Economics journalist David Leonhardt has posted an interesting interview with British economist Diane Coyle. He asked:
In the context of the huge long-term deficits facing rich countries, you say that recent generations have been living beyond their means. What do you think is the one kind of tax increase that would best help us live within our means? And, similarly, the one kind of spending cut?
[Ms. Coyle answered:]
The current system of taxes and government spending encourages consumption and the over-use of resources today and creates too little incentive to save and invest. The one tax to increase now is a carbon tax. You don’t even have to worry about climate change to accept it has many benefits. In particular, it will encourage innovation in noncarbon-based energy supplies from renewables to nuclear. This is a field in which the U.S. and other Western economies could build on their strong science base to build an area of technological strength for the future, and at the same time reduce dependence on oil and gas imports from overseas. There are multiple good reasons for introducing a carbon tax.
Government spending needs to be redirected away from massive corporate subsidies — including to the financial sector but also big companies in health care and agribusiness — and instead towards infrastructure investment and education (which is infrastructure of a different kind for the digital economy). But the really painful cut in expenditure needs to be in government support for older people. Across the Western economies, retirement ages and the age threshold for benefits from the government will have to increase. If not, healthy and active over-60s benefiting from the taxes of a declining proportion of working people in the population are going to bankrupt the government and undermine the arrangement of mutual benefit that keeps any society stable.

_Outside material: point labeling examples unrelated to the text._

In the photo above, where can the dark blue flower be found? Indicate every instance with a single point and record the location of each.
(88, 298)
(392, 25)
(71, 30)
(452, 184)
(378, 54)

And, yes, I’m fully planning on working until I’m 70.
David Leonhardt, “Making Choices ‘as if the Future Matters’“, Economix, 17 June 2011.
I like Ms. Coyle’s response, up to the point where she recommends that government reduce its support for older people. Those who work with their minds can continue to be productive to age 70, or even longer. But those whose jobs require physical effort will find it difficult to delay retirement to such an advanced age.
One of the benefits of economic growth is the possibility of increased leisure time. Just as residents of wealthy countries no longer have to work 12 hours a day, six days a week, they are no longer forced to keep working until they drop dead. Retirement is a luxury, but it is an affordable luxury for those of us fortunate enough to live in advanced economies.
Ms. Coyle would be on firmer ground if she simply stated that governments should not penalize those who continue working beyond the state retirement age. Government support for the elderly, in other words, should not be conditional on retirement, or should at least compensate pensioners fairly for delaying retirement. But this is not what she says.
British economist Diane Coyle (born 1961) is author of The Economics of Enough: How to Run the Economy as If the Future Matters (Princeton University Press, 2011). A copy is on my desk, and I hope to read it soon.